Predicted Configuration and Stability of the ATAD2/SOX10 Complex Using Molecular Dynamics Simulations.

Abstract

ATAD2, a melanoma competence factor, forms a protein complex with SOX10 that facilitates expression of SOX10 developmental target genes. The complex enables a strong transcriptional response to oncogenes such as BRAFV600E and is sufficient to endow oncogenic competence to melanocytes. The elucidation of the ADAT2/SOX10 complex structure may facilitate the development of drugs that can block formation of the complex. We used the ClusPro web server for protein-protein docking to visualize and analyze the complex and GROMACS to perform molecular dynamics simulations. ClusPro protein docking analysis demonstrated the central position of ADAT2 in the ADAT2/SOX10 complex.
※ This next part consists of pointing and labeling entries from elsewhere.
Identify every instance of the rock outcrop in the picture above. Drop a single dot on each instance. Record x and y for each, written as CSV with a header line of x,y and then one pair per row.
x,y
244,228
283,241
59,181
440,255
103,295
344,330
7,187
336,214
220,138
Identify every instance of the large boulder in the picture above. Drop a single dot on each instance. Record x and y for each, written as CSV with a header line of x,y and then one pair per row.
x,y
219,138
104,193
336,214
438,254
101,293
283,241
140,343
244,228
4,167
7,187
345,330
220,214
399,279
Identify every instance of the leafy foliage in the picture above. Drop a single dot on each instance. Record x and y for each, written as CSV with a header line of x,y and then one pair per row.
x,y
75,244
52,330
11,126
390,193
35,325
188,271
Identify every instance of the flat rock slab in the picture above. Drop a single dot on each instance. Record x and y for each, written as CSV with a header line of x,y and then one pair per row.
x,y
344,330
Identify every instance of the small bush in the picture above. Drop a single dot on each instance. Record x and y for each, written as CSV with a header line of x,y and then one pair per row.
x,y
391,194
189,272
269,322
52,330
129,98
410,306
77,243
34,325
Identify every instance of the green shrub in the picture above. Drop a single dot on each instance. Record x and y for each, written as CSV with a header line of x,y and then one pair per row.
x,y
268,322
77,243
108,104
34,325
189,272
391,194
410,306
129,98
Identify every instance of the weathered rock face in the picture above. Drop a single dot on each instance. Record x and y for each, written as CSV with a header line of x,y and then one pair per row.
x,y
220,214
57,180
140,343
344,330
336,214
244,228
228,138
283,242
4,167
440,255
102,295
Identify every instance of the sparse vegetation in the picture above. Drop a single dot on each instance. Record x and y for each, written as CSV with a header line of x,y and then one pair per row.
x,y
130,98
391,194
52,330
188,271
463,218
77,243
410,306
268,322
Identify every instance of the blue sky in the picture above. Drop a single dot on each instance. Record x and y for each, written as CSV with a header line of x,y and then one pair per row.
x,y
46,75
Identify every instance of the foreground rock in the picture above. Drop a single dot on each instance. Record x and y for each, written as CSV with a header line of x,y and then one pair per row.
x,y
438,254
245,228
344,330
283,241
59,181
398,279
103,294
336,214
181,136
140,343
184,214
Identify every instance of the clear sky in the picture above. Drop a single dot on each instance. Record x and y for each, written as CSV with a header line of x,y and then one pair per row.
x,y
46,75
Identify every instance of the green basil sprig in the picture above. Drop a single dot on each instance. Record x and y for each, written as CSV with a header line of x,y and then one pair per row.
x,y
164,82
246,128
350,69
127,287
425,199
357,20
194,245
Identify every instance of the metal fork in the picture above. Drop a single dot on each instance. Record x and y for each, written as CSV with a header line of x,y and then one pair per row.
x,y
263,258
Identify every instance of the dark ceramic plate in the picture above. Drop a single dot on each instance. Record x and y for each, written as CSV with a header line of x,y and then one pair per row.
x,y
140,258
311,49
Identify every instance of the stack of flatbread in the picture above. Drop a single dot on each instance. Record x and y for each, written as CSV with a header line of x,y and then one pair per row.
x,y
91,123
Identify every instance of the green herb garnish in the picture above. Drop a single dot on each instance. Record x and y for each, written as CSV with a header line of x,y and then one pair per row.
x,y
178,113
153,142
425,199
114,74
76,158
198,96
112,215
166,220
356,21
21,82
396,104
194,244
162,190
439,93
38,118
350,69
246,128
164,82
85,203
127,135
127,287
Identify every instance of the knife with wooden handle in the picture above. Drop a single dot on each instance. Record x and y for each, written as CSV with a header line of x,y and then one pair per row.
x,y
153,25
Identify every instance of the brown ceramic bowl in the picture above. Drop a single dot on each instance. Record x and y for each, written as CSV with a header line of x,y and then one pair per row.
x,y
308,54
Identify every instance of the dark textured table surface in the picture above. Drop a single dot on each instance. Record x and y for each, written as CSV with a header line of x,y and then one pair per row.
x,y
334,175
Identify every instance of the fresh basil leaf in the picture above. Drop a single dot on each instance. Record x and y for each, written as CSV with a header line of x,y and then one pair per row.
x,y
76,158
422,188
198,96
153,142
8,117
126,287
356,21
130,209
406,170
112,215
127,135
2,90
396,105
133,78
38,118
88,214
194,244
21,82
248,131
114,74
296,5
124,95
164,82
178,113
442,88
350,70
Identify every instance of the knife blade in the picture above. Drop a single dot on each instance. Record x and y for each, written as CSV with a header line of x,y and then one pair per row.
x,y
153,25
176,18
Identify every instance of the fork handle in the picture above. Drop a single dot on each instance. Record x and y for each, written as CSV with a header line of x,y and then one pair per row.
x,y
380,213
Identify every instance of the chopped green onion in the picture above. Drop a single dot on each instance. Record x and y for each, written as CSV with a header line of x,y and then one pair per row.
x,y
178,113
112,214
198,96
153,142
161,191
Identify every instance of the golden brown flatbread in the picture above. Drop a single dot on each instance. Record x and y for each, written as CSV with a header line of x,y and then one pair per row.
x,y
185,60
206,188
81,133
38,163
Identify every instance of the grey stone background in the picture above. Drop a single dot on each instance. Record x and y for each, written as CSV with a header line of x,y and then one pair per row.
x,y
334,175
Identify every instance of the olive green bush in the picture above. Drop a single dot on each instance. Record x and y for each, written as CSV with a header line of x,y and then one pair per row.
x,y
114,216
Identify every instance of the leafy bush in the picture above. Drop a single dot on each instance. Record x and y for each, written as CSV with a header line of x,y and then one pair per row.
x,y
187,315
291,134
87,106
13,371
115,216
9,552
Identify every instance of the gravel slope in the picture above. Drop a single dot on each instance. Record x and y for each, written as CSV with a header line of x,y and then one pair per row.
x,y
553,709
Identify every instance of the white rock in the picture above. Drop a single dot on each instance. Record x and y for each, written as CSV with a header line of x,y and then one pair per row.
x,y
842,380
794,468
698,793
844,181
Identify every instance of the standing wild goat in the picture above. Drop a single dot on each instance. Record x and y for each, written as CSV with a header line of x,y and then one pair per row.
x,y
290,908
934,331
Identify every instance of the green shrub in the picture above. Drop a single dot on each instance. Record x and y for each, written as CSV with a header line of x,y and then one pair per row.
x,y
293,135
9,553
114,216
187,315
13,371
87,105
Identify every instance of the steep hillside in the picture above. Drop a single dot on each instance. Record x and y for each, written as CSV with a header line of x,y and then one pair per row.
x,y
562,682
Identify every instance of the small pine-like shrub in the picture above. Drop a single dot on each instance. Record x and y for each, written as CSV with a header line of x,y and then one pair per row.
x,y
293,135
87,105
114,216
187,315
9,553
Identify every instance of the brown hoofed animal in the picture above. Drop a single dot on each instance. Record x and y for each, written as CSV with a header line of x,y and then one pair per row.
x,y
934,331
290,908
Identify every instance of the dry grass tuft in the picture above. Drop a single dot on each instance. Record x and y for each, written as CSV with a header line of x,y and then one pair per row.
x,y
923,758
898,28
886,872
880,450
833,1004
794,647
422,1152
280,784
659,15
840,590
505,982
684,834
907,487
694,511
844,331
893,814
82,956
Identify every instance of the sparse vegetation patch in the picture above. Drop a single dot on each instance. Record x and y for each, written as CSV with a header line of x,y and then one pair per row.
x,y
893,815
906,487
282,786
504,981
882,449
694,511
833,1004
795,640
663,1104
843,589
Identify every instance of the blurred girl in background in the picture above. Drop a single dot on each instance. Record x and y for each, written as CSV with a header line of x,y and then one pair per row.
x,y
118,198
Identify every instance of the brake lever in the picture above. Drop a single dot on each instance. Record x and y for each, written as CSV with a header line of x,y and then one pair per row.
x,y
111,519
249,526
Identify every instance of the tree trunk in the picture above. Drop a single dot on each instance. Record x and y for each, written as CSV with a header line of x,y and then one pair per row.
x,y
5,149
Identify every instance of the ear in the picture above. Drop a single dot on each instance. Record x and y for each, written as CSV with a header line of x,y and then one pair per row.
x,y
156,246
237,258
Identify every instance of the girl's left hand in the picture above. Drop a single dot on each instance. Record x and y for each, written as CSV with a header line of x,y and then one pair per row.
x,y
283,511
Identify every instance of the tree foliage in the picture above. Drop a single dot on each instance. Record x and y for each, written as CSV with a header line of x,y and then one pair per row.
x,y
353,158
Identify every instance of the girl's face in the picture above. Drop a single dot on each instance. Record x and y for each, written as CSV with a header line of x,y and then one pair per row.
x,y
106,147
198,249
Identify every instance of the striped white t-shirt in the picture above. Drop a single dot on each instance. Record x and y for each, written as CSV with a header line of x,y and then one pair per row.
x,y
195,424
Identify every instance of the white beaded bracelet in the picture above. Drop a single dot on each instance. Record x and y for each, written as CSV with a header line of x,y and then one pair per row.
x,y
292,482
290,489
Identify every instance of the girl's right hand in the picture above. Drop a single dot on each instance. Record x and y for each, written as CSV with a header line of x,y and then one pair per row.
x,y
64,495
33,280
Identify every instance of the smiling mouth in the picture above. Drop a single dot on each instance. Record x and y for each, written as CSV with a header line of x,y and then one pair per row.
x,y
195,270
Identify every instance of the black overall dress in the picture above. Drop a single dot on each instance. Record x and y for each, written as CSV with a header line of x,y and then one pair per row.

Molecular dynamics simulations of ATAD2 docked to SOX10 suggest that ATAD2/SOX10 is not a stable structure. The central position of ADAT2 in the complex suggested that ADAT2 complexed to SOX10 may have the capability to modify multiple functions of the latter, one of which allows BRAFV600E to impart increased oncogenic function to melanocytes. The results of the molecular dynamics simulations imply that the ADAT2/SOX10 complex is not stable and might be disrupted by a therapeutic molecule, reducing the risk of melanoma. Knowledge of the ADAT2/SOX10 complex structure may facilitate the development of drugs that can block complex formation.